United Methodists remain in prayer this month after the July officer-involved shootings in Texas, Louisiana, Minnesota and elsewhere.

In South Carolina, Resident Bishop Jonathan Holston issued a statement on the shootings, which was read at a July 10 Columbia District prayer vigil at Francis Burns United Methodist Church, Columbia.

“As a people of faith committed to social justice and opposed to gun violence and racism, we grieve for the lives lost and destroyed by these acts of violence,” Holston’s statement, “A Response to a Tragedy in our Nation,” reads in part. “Even in the wake of the gun violence in Orlando, we come again to a time to examine and set for ourselves specific goals. These goals should be a faith statement of witness, advocacy and prayer.”

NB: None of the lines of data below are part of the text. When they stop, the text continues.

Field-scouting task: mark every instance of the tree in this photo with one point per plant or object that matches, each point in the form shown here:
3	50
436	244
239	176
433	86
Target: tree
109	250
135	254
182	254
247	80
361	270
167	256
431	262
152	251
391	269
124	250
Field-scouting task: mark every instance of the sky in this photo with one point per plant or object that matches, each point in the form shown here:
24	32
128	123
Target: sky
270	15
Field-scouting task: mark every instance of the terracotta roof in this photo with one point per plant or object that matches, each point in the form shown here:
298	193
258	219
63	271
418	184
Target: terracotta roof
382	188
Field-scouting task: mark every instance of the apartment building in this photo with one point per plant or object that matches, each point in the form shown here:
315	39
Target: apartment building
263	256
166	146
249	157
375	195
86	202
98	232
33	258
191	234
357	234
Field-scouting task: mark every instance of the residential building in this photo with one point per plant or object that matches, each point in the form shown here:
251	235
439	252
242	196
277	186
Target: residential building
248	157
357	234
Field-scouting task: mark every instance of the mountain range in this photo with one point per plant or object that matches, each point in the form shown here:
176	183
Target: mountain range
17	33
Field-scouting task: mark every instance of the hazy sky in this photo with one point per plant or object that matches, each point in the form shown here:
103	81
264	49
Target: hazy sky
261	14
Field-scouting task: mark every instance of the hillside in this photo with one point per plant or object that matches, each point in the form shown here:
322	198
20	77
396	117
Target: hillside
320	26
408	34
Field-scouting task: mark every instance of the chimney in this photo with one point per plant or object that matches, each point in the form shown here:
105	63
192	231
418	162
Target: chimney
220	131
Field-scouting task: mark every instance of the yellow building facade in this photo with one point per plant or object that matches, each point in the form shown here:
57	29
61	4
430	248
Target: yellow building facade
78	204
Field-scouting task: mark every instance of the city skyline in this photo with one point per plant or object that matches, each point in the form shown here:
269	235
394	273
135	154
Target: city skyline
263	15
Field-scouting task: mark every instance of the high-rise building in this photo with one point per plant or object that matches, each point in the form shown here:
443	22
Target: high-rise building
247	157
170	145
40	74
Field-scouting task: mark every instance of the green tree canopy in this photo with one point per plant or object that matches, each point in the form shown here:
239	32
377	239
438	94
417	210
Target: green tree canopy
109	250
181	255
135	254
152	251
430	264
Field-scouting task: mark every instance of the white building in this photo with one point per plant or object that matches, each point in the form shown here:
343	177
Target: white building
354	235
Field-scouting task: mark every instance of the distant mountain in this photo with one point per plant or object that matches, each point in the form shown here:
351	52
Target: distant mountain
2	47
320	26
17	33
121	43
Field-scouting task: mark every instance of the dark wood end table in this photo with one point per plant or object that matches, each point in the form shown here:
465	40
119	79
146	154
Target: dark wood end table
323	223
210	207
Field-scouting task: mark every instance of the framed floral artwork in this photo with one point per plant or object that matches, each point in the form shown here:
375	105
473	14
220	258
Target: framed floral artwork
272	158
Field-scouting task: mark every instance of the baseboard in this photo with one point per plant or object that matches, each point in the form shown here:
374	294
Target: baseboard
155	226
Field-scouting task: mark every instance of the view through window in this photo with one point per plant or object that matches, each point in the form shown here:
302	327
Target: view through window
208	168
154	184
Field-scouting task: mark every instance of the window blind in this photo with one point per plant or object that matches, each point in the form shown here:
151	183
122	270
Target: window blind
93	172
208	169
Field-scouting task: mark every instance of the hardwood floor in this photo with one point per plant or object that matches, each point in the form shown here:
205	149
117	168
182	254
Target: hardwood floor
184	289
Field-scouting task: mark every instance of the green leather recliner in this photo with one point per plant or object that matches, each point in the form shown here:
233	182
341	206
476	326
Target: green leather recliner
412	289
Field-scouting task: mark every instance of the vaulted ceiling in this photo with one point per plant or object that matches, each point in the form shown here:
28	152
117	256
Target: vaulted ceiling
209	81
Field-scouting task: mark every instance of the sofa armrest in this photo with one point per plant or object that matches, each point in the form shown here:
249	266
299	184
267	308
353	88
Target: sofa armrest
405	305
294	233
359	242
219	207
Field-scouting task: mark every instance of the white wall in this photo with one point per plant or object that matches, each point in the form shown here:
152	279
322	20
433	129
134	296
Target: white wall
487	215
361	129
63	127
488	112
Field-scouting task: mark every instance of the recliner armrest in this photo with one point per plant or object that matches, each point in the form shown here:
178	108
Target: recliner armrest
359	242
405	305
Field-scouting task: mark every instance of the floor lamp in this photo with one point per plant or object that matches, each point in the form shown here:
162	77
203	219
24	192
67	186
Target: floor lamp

Among other things, he urges the people of the UMC to continue to pray and be committed to the hard work of peacemaking in our communities.

The July 10 prayer vigil was a Service of Hope, Healing and Release. Organized by the Revs. Tiffany Knowlin, Robert Walker and James Friday, the vigil was an open gathering for United Methodists across the Columbia District to remember and respond to the deaths of those slain and provide a space for prayer, grieving and conversation.

Bishop Bruce R. Ough, president of the United Methodist Council of Bishops, also issued a statement on behalf of the COB in the wake of shootings. Addressing what Ough called “a nation that is overwhelmed with anger, grief, frustration and despair,” the COB called upon the people of the UMC to enter into the “challenge and complexity of this present moment” through advocacy, prayer, dialogue and peacemaking.

“These deaths have left our hearts and voices crying for justice,” Ough wrote. “The preliminary evidence and the shocking video images are a convincing reminder that we have work to do. The deaths of young black males in encounters with white police officers call for the need of a bi-partisan political and legal response, beyond (but including) the statements and prayers of the church. The subsequent deaths of police officers remind us of the honorable service of the great majority of these public servants and the destructive cycle of violence and retribution. We pray for each family in their profound loss and grief.”